We decided to join the procession of trash-to-treasure alchemists in Knoxville, which meant a twelve-hour drive from New York. I bucked up, drank three Starbucks DoubleShots and vowed to make it there in one long haul. About an hour into the drive I realized we had forgotten the DVD car charger and we were completely out of juice. I figured we'd have to do this the old fashioned way and sleep/talk the whole way there. What happened next was nothing short of amazing. As we left the insanity of the Jersey Turnpike and headed down into the moonlit mountains of West Virginia, my daughter's normally unending chatter slowly tapered off. She was, for the first time in her life, speechless. I turned around and saw her just staring out into the Appalachian darkness. At many times we were the only car on the lightless road which scared me, but seemed to enthrall her. When she finally did speak, she mumbled something about the brightness of the moon and how close to the sky we must be. I started to think that maybe this trip was about more than just some amazing Prouvé chair I'd find behind a broken bookcase.

By the time we arrived in Tennessee, my daughter had slept through the night in the back of the car and was raring to go. Maybe it was the southern air, but my maniacal "early bird gets the worm" approach to everything I do was replaced by the uncharacteristic notion that we should spend the day at the zoo. After a few hours of camel rides and my daughter's delight at a chocolate and caramel concoction at Waffle House, I'd almost forgotten why I'd come. All of a sudden I didn't care so much about mid-century steals and vintage sconces. I pondered this late into our first night at the Knoxville Holiday Inn while I prepared for the day of driving and shopping ahead.
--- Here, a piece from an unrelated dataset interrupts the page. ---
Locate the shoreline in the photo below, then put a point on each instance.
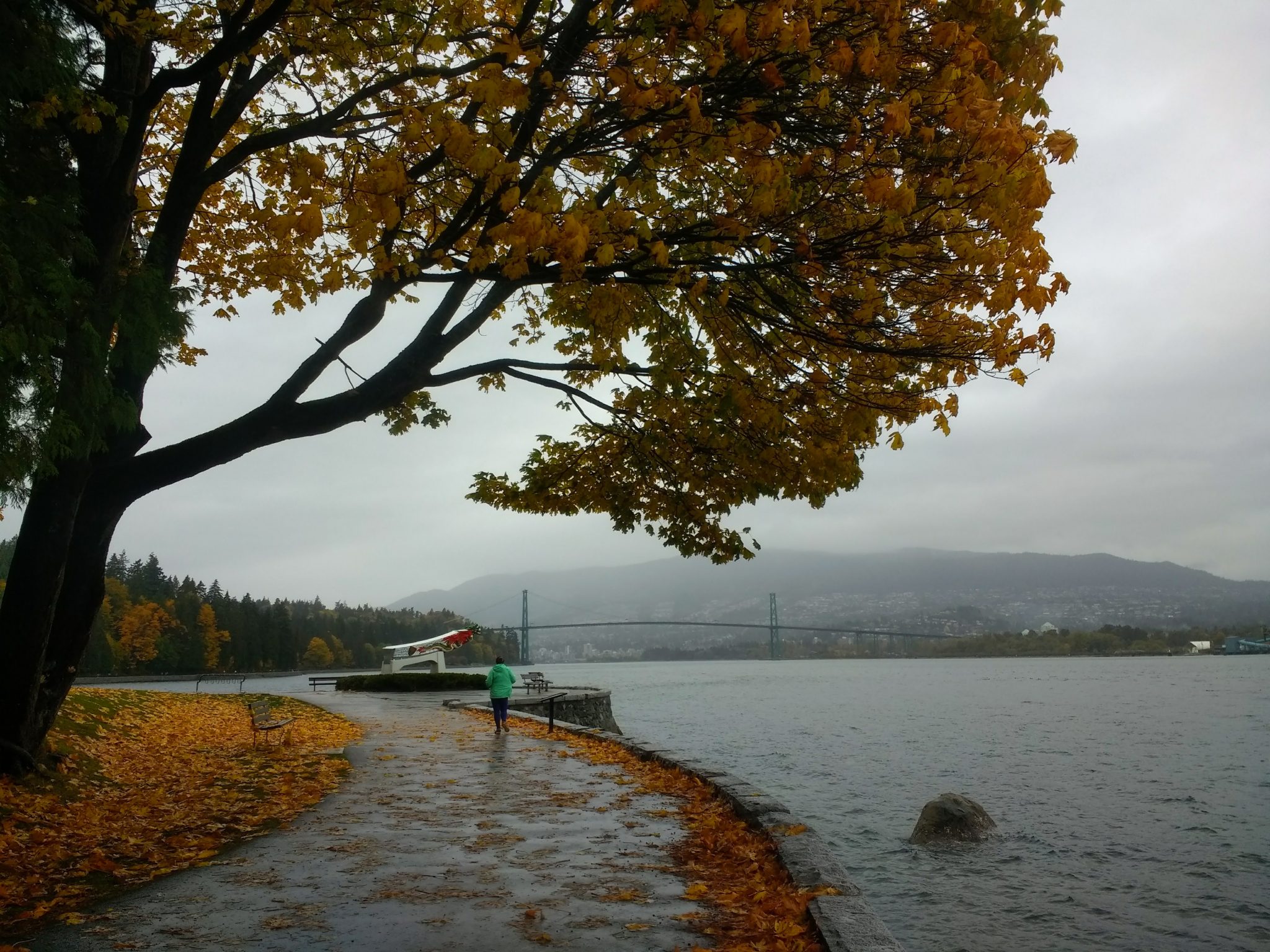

Day Two's drive from Tennessee to Kentucky was full of more revelations. Instead of complaining about the drive and the endless stops along the road, my mini-me began clamoring to hit every junky display we passed. She seemed to get the same thrill when she unearthed a discarded Lite Brite that I did when I found that set of sixties horsehead lamps. I'd found my yard sale soulmate! We spent the whole day poring over box after box of potential scores and would yelp together every time we struck gold.

Day Three was full of more yard sale adventures peppered with a cinematic saving of an injured dog on the side of the road, chatting and laughing with quite possibly the oldest living human in Kentucky, and a pitstop at a roadside BBQ trailer where I watched my little girl wrinkle her nose at her first taste of grits. Priceless.

So while I had intended to write an article on the amazing scores to be found at one of America's quirkiest happenings, things took a slightly unexpected turn. Don't get me wrong, on the drive home I did revel in our carload of wins which included a set of limited edition hand-painted Kentucky Bourbon bottles from the seventies, and a tennis racket used in the 1968 US Open in my hometown of Forest Hills. But during that same ride it dawned on me that what Halle and I discovered together was ultimately much more than either of us had "bargained" for. We realized that a simple drive across a simple place, rummaging through junk with someone you love is just as good (if not better) than a week at any of the five star resorts we've been to together. So the verdict on the 127 Sale with your awesome kid and your pickup? A hole in one. (Oh and I did score that set of mid-century schoolhouse chairs I'd fantasized about -- Halle found them behind an old armoire.)